Is arrogance the key to wealth?
No!
Owning enough cheap real estate is.
When you have got enough of that you can own whatever car you like, be it an 84 Fairmont like mine that I CHOOSE to drive.
I dont think arrogance hurts if youre obsessed with making wealth at the expense of others .Sure you can rip off everybody you meet in the belief that there all chumps .But what do you do hide in a cave with every disgruntled person wants youre blood counting the money with no friends, lover ,family because lets face it friends, lovers & family are the first people they rip off its practice for the greater community & after all these people trusted them so you can gouge them for more.
I also work from the big to little end of town & i can asure you i expect to have trouble getting paid off the water front mansion than the pensioner out west. which i think has more to do sometimes with people overextending themselves finanacally .Before the gfc i was doing a heap of work on a new houses out at kellyville ridge when i went back after it hit every second house was for sale .
if my old folks owned their property,well i would soon be very rich.
unfortunate for me they sold up years ago and used the proceeds to live a comfortable life.
which includes for my mum around 80 cigs per day.
i could have better spent the money i'm sure on gear and trips to .....s of the ...ht.
when the crash arrives soon, the middle class are going to realise that life is not fancy cars,big houses,designer labels or expensive champagne.
having a roof over your head,food and water may be harder than you think.
go back to sheep,i mean sleep.
"How to become wealthy by being More Arrogant than you were" subtitled "the meek shall inherit bugger all" sounds like a best seller to me.
Please do the maths before you sell your house.
Rents are at an all time high, interest rates at an all time low.
What you pay in rent you will be saving little over paying a mortgage.
Whatever money you get from the sale, and what you save in rent vs mortgage presumably you put into an interest account. You get not much interest.
Property is a long term investment. The investment goes up and down, over time it has always gone up. For the last 2,000 years the most secure long term investment is property, and in particular the property you live in (well, I suppose the best investment is actually education and the opportunity you give your kids).
I would suggest you get financial advise from a rich person with happy rich children (who will no doubt own property) rather than somebody who is 40 years old and lives with their Mum in a rented house watching Youtube until 3 o'clock in the morning convinced that the only saviour to this planet is David Icke, the son of god sent here by the liazard king of an alien race.

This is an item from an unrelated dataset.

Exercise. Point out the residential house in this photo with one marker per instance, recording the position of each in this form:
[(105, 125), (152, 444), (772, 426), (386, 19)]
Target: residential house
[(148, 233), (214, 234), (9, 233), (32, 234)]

the problem as I sometimes see it is...
everybody seems to want to live like they are trying to impress someone else,
when we were growin up my parents never ever bought me a branded piece of clothing; I can count the amount of times we ever went out for dinner from the time I remember being alive to the time I moved out of home on one hand.

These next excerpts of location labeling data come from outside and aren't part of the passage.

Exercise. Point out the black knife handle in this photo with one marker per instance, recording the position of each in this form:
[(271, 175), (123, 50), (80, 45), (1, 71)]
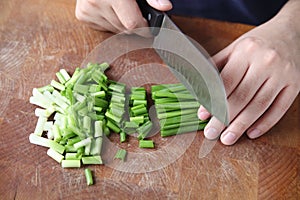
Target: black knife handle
[(154, 17)]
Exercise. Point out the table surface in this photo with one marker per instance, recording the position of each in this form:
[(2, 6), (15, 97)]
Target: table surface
[(39, 37)]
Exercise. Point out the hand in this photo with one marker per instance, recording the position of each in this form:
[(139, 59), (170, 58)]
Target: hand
[(115, 15), (260, 71)]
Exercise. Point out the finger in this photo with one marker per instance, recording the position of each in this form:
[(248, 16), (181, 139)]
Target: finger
[(213, 129), (203, 114), (221, 58), (103, 26), (279, 107), (258, 105), (239, 97), (129, 14), (162, 5), (92, 14)]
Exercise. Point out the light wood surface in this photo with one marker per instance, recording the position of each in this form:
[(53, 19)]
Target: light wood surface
[(38, 37)]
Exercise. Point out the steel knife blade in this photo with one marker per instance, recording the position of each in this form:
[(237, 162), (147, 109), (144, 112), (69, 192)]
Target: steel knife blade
[(190, 63)]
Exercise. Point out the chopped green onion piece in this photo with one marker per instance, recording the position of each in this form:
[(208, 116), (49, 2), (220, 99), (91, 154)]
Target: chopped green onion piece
[(121, 154), (98, 129), (70, 163), (46, 88), (100, 94), (81, 89), (56, 133), (39, 128), (55, 155), (65, 74), (144, 130), (91, 160), (96, 146), (60, 77), (72, 156), (122, 136), (57, 85), (82, 143), (88, 176), (137, 119), (113, 126)]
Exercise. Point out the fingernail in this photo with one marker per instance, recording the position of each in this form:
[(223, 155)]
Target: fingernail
[(211, 133), (164, 2), (228, 138), (203, 115), (254, 133)]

me and my siblings went to private schools but the family drove a beat up old falcon that was beat up before we got it and I'm sure they still had when I left.
I played tennis at an elite national level and never owned anything other than volleys (I still wear 'em now). my mum still chides me about beating 'poosis
we weren't even close to poor, mum's a bank executive and the old man fleets cars to mines.
I guess its all about perspective.....
Is a t-shirt that costs 50 bucks and made in china any more of a t-shirt that is made in china and costs 10...?
the big mistake I think anyone can make is to confuse being rich and being wealthy with an amount of money in an account or plastic crap in the cupboard...
and my biggest pet peeve is when someone tries to tell me how much they or someone else are worth..... the answer should be, the same as everyone else-- (except maybe politicians and kiddy fiddlers and people who worship money they arn't worth the air they breath )
You know something Doc, I am beginning to like you more every time you post lately. I cleaned toilets for a Summer in England with a guy who had more money than anyone I have ever met, I am talking 100's of millions. He stayed in a caravan, had a Labrador and drove a Hilux. We'd clean the cans and then go surf everyday, he loved it!
He always told me being a yuppy was an attitude not a bank balance.
Aaargh. You got a roof over your head, food on your table, a woman you love in your bed and something you love doing in your spare time, how much better than that can it get??
if i was you Mark,i'd take the hit now,will reduce your stress.
every year you are paying the bank interest.if the block does not go up in price, effectively interest payments a donation to bank.
in 5 years buckleys chance of house or land going up.
house prices are falling a bit under 1 percent per month in U.S
friend of friend, a woman, took a 1.7million loan from bank.
bought a block in Mandurah area and built large house,1 year ago or so.
land and house cost 2 million total.
had $300k of her own money,that she bought land or part deposit of land with.
after building,had property valued at $3,000,000.
a 1,000,000 profit? no.
a year later she has had one offer on property, for 1,200,00 million!
she accepted the offer. bank refused to let her sell.
she could not afford the interest repayments and just heard tonight she declared bankrupty.
so she has lost life savings of $300k plus a year plus on interest repayments on loan, maybe another 100k
bank is hoping property will rise in future so they can recoup their 1.7million.
won't happen.
Alot of these arrogant rich people are jealous as hell of people like you.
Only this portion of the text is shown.